When Tim Geithner called into a conference call with his G7 peers Sunday night to discuss the Greek crisis, he could have been forgiven for thinking back to a Sunday night in September 2008 when he ran the New York Fed.
The reason for his memory to focus on that fateful weekend when Lehman Brothers went under and sent global markets into meltdown is there is currently so little consensus on what to do about Greece and its debt burden that he must have remembered a similar tone in his offices in New York as was on view in Luxembourg over the weekend, when euro zone policy leaders met and decided to do nothing; we will figure it out next month was the message.
Hank Paulson and Geithner did not have the luxury of delaying a decision on Lehman Brothers; the euro zone simply has no choice on delaying a decision as the key players remain completely divided on what to do next.
In Germany Angela Merkel and her finance minister Wolfgang Schaeuble are desperate for a deal that gives them the ability to tell angry German voters that it is not just their taxes that will be lost in the battle to keep Greece solvent.
"Merkel urges 'substantial' aid from private creditors in resolving crisis," read one headline.
"Greece must first meet conditions before payment," Schaeble told a German radio station as he pleaded with the ECB to reach a compromise on what to do next.
The chair of the euro group Jean-Claude Juncker dismissed the German positiontelling Sueddeutsche Zeitung that involving private sector creditors in a debt restructuring plan for Greece is "playing with fire" and warning a Greek default could spark contagion risk for Ireland and Portugal, as well as Belgium, Italy and Spain.
Trichet Saying Very Little
With Moody’s warning of a possible downgrade of Italy to add to the sense of chaos Jean-Claude Trichet used a speech on Sunday in Germany to say very little.
Talking about global imbalances, which is now widely seen as code for "I don’t want to talk about the debt crisis," the boss of the ECB simply criticized a lack of governance in euro zone countries.

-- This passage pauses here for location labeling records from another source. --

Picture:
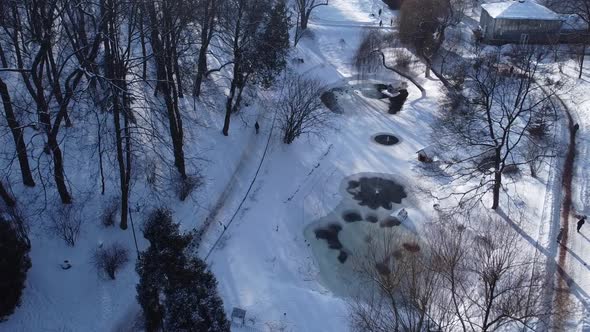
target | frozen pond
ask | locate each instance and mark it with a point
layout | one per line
(375, 212)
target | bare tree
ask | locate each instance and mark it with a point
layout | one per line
(300, 108)
(116, 68)
(17, 134)
(168, 19)
(422, 24)
(65, 223)
(241, 22)
(399, 291)
(493, 118)
(6, 196)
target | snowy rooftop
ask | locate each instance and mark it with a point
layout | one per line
(523, 9)
(573, 22)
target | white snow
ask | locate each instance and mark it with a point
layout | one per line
(264, 262)
(521, 9)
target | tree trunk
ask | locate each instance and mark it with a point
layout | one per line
(582, 57)
(229, 108)
(17, 135)
(121, 162)
(6, 197)
(58, 170)
(304, 21)
(497, 183)
(201, 69)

There will be another meeting in Luxembourg Monday that will see the International Monetary Fund weigh in on the outlook for the euro zone before a no-confidence vote in the Greek government on Tuesday and a heads of state summit in Brussels on Thursday and Friday.
Late last week Angela Merkel and Nicolas Sarkozy met to discuss a private sector involvement of Greek bondholders that is likely to take the form of a voluntary roll-over of debt.
While Sarkozy and Merkel agreed on such an outcome, there remains a long way to go before such a deal is signed off and the implications of such a deal on markets remain unclear.
“It is a relief to know that Germany is not going to try to bully euro land into making a Lehman-like mistake and let Greece slide into default.
However, that does not mean a default by Greece is no longer imminent.
It only means the EU governments will not force a default in this specific way,” Carl Weinberg, the chief economist at High Frequency Economics, wrote in a research note on Monday.
The big question is now whether the Greeks will accept more austerity and if they don’t what impact that will have on global markets.
“If Greece does not approve the IMF program, or if the government fails altogether, the only way to get bridge financing to Greece fast is for the EU governments to agree to allow the EFSF to lend money without conditions,” Weinberg said.
Everything Hinges on EU
We will know whether Greece’s parliament will pass the latest austerity measures on Tuesday, but whether they can actually achieve them in practice, having failed to meet the terms of previous austerity packages, remains a doubt.
CNBC’s ECB correspondent is attending the finance ministers meeting in Luxembourg and believes no one can move until the EU makes up its mind on what to do next and compares the talks to a room of cats biting each other on the tail and achieving nothing.
On Friday, Joseph Ackermann, the CEO of Deutsche Bank told CNBC we need an agreement soon.
"We have to have clarity in the coming days," Ackermann said.
"I do hope it happens. If they delay until September, who knows what will happen over the summer break in terms of discussion?"
The fear is that the crisis spreads from Greece to Ireland, Portugal, Spain and even Italy as Juncker warned Sunday night.
If that were the case, the European banking sector and global markets could see another Lehman-like event, according to one analyst.
"Clearly we know that there are certain areas which are clearly vulnerable because of the high stock of Greek debt which is being held in certain banks... French banks stand out for example, they're clearly the first on the hook," Richard McGuire, the senior fixed income strategist at Rabobank told CNBC in an interview on Monday.
"Something in the region of nine percent of French banking claims are in the periphery, not just Greece (I think it's about one percent for Greece), but clearly if Greece goes, concern is that restructuring will then spiral across the euro zone," McGuire said.
"The problem is it's hard to know which banks lent to which banks which then lent to Greece, that gives it a sort of Lehman-esque style quality," he added.